Fizzy drinks contain up to 10 teaspoons of added sugar and Public Health England has recommended imposing a sugar tax between 10 and 20 per cent, 'IB Times' reported. (Representational Image)
One million cases of obesity could be prevented by reducing the amount of sugar in sweetened drinks and fruit juices by 40 per cent over a five-year period, a new study has claimed.
According to the study, the move may also stop 300,000 cases of diabetes in the UK as well as 500,000 fewer cases of people being overweight.

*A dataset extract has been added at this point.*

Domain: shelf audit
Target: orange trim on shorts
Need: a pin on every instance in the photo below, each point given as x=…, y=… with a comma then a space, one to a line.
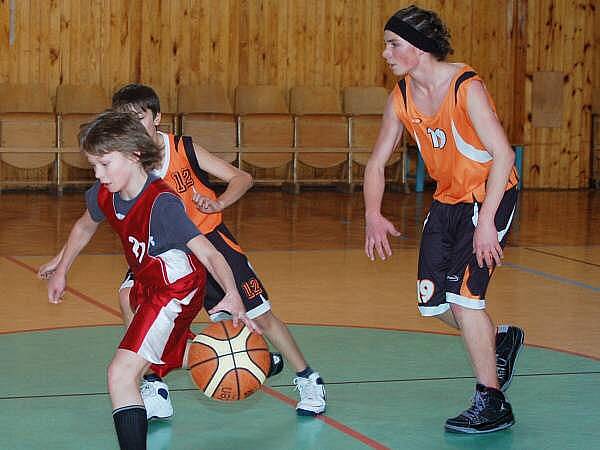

Fizzy drinks contain up to 10 teaspoons of added sugar and Public Health England has recommended imposing a sugar tax between 10 and 20 per cent, 'IB Times' reported.
"An incremental reduction in free sugars added to sugar-sweetened beverages without the use of artificial sweeteners is predicted to reduce the prevalence of overweight, obesity, and type 2 diabetes," researchers wrote in the study published in the journal Lancet Diabetes and Endocrinology.
"The proposed strategy should be implemented immediately, and could be used in combination with other approaches, such as taxation policies, to produce a more powerful effect," they said.
Researchers said a sugar tax on carbonated beverages in Mexico in 2014 achieved strong results, with sales cut by 12 per cent in the first year the measure was introduced.
"Sugary drinks are the biggest source of sugar in young people's diets," Public Health England's chief nutritionist, Alison Tedstone was quoted as saying.
"We believe a programme to reduce the sugar from the sweetest drinks - alongside other measures like controls on advertising and marketing - would lead to a significant drop in the amount of calories consumed," Tedstone said.
However, the British Soft Drink Association (BDSA)'s director general, Gavin Partington, said there was "no evidence that a tax on soft drinks would have an impact on obesity."